Narrowband speech signal transmission system with perceptual low-frequency enhancement

Abstract
Described is a transmission system (20) comprising a transmitter (22) for transmitting a narrowband speech signal, e.g. bandwidth limited between 300 and 3400 Hz, to a receiver (24) via a transmission channel (26). The transmission system (20) is characterized in that the transmitter (22) or the receiver (24) comprise amplifying means (28,30,32,34,36,38) for enhancing a listener's perception of low-frequency speech signal components by amplifying a frequency band of the narrowband speech signal. The frequency band may contain frequencies in the range of 300-450 Hz. The amplifying means (28,30,32,34,36,38) may comprise a band pass filter (28,34) for deriving the frequency band from the narrowband speech signal and an amplifier (30,36) for amplifying the frequency band. The amplification of the frequency band gives a reinforced perception of frequency components below the narrowband speech signal (e.g. 50-300 Hz), compensating for the lack of the physical presence of these components.
Description


[0001] The invention relates to a transmission system comprising a transmitter for transmitting a narrowband speech signal to a receiver via a transmission channel.

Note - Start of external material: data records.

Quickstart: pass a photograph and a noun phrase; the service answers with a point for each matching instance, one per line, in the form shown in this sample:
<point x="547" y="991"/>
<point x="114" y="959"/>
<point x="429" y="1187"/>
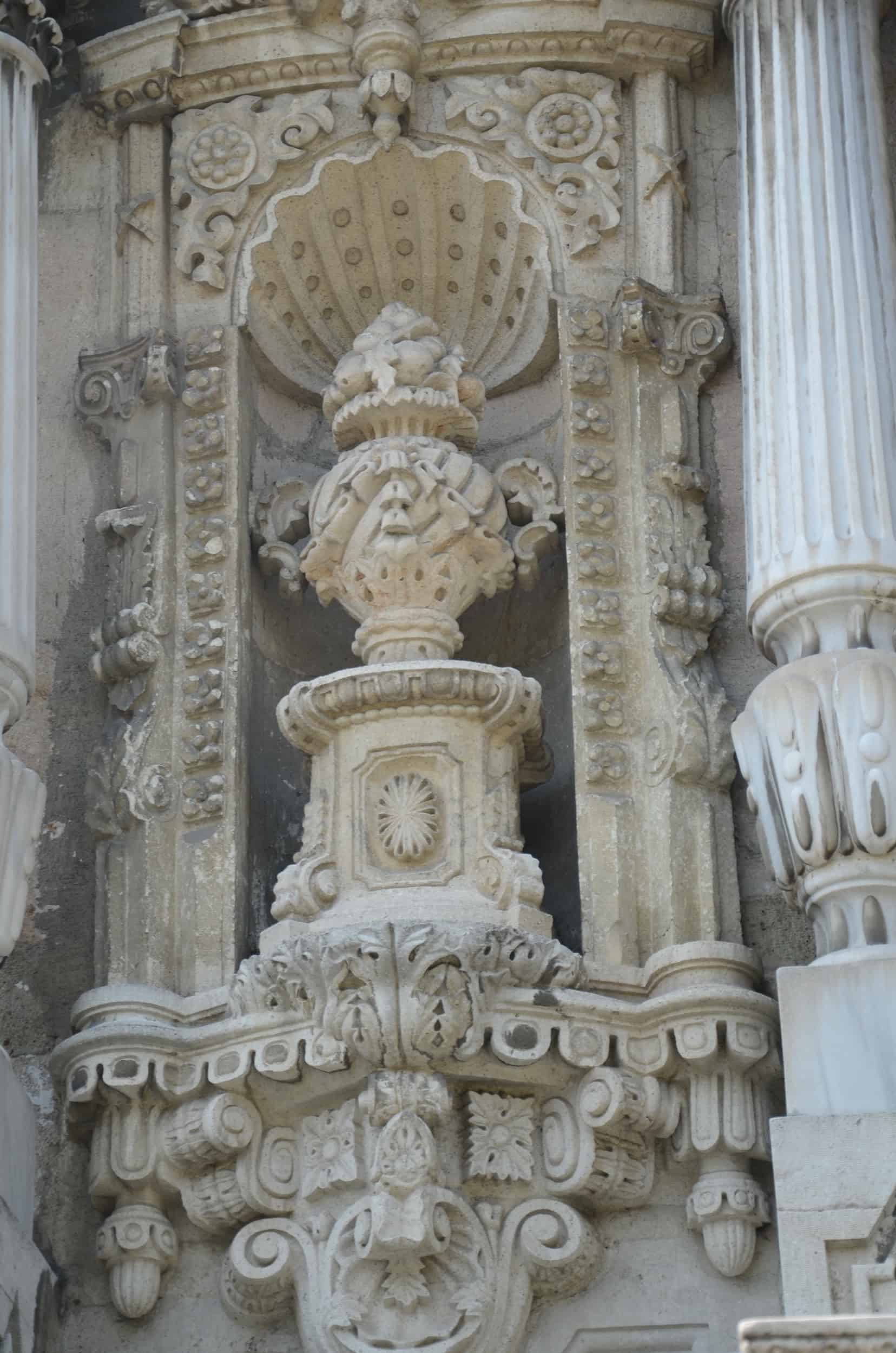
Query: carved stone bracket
<point x="676" y="329"/>
<point x="566" y="125"/>
<point x="118" y="394"/>
<point x="467" y="1091"/>
<point x="815" y="746"/>
<point x="386" y="53"/>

[0002] The invention further relates to a transmitter for transmitting a narrowband speech signal to a receiver via a transmission channel, to a receiver for receiving, via a transmission channel, a narrowband speech signal from a transmitter, to a method of transmitting a narrowband speech signal via a transmission channel and to a method of receiving, via a transmission channel, a narrowband speech signal.


[0003] A transmission system according to the preamble is known from the paper “Bandwidth extension of narrowband speech for low bit-rate wideband coding” by Jean-Marc Valin and Roch Lefebvre in the proceedings of the 2000 IEEE Workshop on speech coding “Meeting the challenges of the new millennium”, pp. 130-132.


[0004] Such transmission systems may for example be used for transmission of speech signals via a transmission medium such as a radio channel, a coaxial cable or an optical fibre. Such transmission systems can also be used for recording of speech signals on a recording medium such as a magnetic tape or disc. Possible applications are automatic answering machines, dictating machines and (mobile) telephones.


[0005] Narrowband speech, which is used in the existing telephone networks, has a bandwidth of 3100 Hz (300-3400 Hz). Speech sounds much more natural and intelligible if the bandwidth is increased to around 7 kHz (50-7000 Hz). Speech with this bandwidth is called wideband speech and has an additional low band (50-300 Hz) and high band (3400-7000 Hz).


[0006] From the narrowband speech signal, it is possible to retrieve the high band and low band by extrapolation. A number of such bandwidth extension methods are known, see for instance the above mentioned paper. Such methods can be used in the existing telephone networks without changing the network. At the receiving side (e.g. a mobile phone or an automatic answering machine) the narrowband speech can be extended to wideband speech. This extended wideband speech has an improved quality compared to the narrowband speech in terms of bandwidth. However, bandwidth extension also introduces artifacts due to the extrapolation. These problems can largely be avoided by replacing narrowband speech in the existing telephone networks by wideband speech. Several speech coding systems with bit rates ranging from 12 to 24 kbit/s can be used in such networks. A major obstacle for the introduction of wideband services are the costs involved in upgrading the existing networks. Therefore, the use of bandwidth extension methods can be a good intermediate step towards wideband speech services.


[0007]
FIG. 1 shows a block diagram of a typical prior-art bandwidth extension system such as disclosed in the above mentioned paper. A high band speech signal 15 (e.g. having a frequency range of 3400-7000 Hz) and a low band speech signal 13 (e.g. having a frequency range of 50-300 Hz) are retrieved from a narrowband speech signal 11 (e.g. having a frequency range of 300-3400 Hz) by means of a high band extender 12 and a low band extender 10. Next, the low band speech signal 13, the high band speech signal 15 and the narrowband speech signal 11 are added by an adder 14 to obtain a wideband speech signal 17 (e.g. having a frequency range of 50-7000 Hz).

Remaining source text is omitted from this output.